Poker room operators in the Valley are not shy about broadcasting their locations.
There are no discreetly placed signs. No secret handshakes to get you in the back door. These establishments are setting up shop in local strip malls and advertising with big signs above their front doors and bold letters on shopping center marquees.
Poker has increased in popularity over the years. Games are now televised and casinos are cashing in on the players excitement of the game. The only place you can legally gamble on poker in Arizona is at a casino located on an Indian reservation.
So, it would seem these poker rooms are operating with impunity and that the operators do not feel as though they are running an illicit operation.
"There are so many gray areas in the law. Just the definition of gambling in the state of Arizona is gray," says former card room operator John Schnaubelt.

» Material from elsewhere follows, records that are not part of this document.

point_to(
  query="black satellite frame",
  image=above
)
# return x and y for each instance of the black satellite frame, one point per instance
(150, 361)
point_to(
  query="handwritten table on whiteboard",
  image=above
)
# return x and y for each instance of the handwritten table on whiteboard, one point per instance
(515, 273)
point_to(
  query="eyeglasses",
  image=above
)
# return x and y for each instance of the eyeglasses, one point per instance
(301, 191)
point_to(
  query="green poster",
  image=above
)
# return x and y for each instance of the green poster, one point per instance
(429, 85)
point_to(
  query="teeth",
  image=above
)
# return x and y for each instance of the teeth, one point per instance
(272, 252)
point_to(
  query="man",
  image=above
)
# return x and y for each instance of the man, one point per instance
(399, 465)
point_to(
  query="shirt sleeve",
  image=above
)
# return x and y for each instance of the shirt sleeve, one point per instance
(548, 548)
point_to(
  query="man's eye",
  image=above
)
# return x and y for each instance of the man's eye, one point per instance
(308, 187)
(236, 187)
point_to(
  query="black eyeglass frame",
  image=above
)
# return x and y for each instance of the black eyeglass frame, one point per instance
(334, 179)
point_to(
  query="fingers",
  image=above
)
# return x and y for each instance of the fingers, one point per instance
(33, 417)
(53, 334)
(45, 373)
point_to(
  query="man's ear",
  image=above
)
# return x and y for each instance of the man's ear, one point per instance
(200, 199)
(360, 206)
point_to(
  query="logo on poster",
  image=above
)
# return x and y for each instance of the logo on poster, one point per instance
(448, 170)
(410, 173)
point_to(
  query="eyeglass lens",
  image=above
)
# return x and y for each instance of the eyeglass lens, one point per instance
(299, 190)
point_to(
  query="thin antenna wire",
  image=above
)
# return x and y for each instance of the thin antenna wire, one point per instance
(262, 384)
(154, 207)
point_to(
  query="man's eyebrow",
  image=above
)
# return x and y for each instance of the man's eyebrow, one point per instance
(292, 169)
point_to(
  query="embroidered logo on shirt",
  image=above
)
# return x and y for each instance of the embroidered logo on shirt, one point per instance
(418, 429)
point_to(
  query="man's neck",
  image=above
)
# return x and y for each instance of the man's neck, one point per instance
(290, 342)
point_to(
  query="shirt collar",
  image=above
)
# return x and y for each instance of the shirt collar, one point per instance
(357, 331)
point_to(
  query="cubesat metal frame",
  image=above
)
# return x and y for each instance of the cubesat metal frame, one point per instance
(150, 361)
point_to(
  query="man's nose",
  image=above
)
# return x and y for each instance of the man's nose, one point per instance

Schnaubelt ran his own card room until he ran out of money to continue supporting it. Herein lies the problem for gambling promoters in Arizona; by running a poker room, state law says the organizer cannot profit.
"I don't think its as gray as area as people claim it is," says former prosecutor Mark Brnovich, director of the Arizona Department of Gaming. "If someone is getting a direct or indirect benefit from the gambling. It is illegal."
Under that literal definition, if you were to organize a poker game at your home and the players all tipped you for hosting the game, that would be you receiving a benefit. Meaning, you would be breaking the law.
At the AZ Clubhouse off of Thunderbird Road in Phoenix, owner and Texas hold 'em dealer Don Heitz says he consulted an attorney before opening his establishment. No money changes hands and no chips leave the table. Heitz says his is a members-only club with no high stakes and at no profit to him.
"No. I have not made any money yet," Heitz says with a laugh.
Heitz says he knows for a fact that other card rooms are operating illegally.
CBS 5 News also met the owners of the Camelback Card Club off of 32nd Street near Shea Boulevard. They actually advertise their establishment in the newspaper.
They tell CBS 5 News they feel comfortable they are operating a legitimate, social and nonprofit operation.
But, they also acknowledge that others are not, by charging membership fees and taxing players in other ways.
"If there's folks operating casino operations inside of a strip mall, that would cause me a lot of concern because that is unregulated gambling," says Brnovich.
Brnovich says the Arizona Department of Gaming is five for five. The department has seen convictions in all five illegal card room operators they have raided during Brnovich's tenure.
John Schnaubelt says there are 36 card rooms open in the Valley and he wonders why none are being investigated, because he believes all of them are operating illegally.
"All they need to do is walk into a card room and see a dollar or a chip leave the table," says Schnaubelt. "Boom. It's a conviction."
"You have a limited amount of resources and you have to prioritize what you can and can't do," says Brnovich.
A Department of Gaming intelligence unit follows up on tips and complaints about possible illegal gambling locations, according to Brnovich. If no one complains, however, the Department of Gaming generally will not know what establishment is obeying the law and which ones are not.
"It's an issue that needs to be politicized," says Schnaubelt, "It's something people need to be aware of."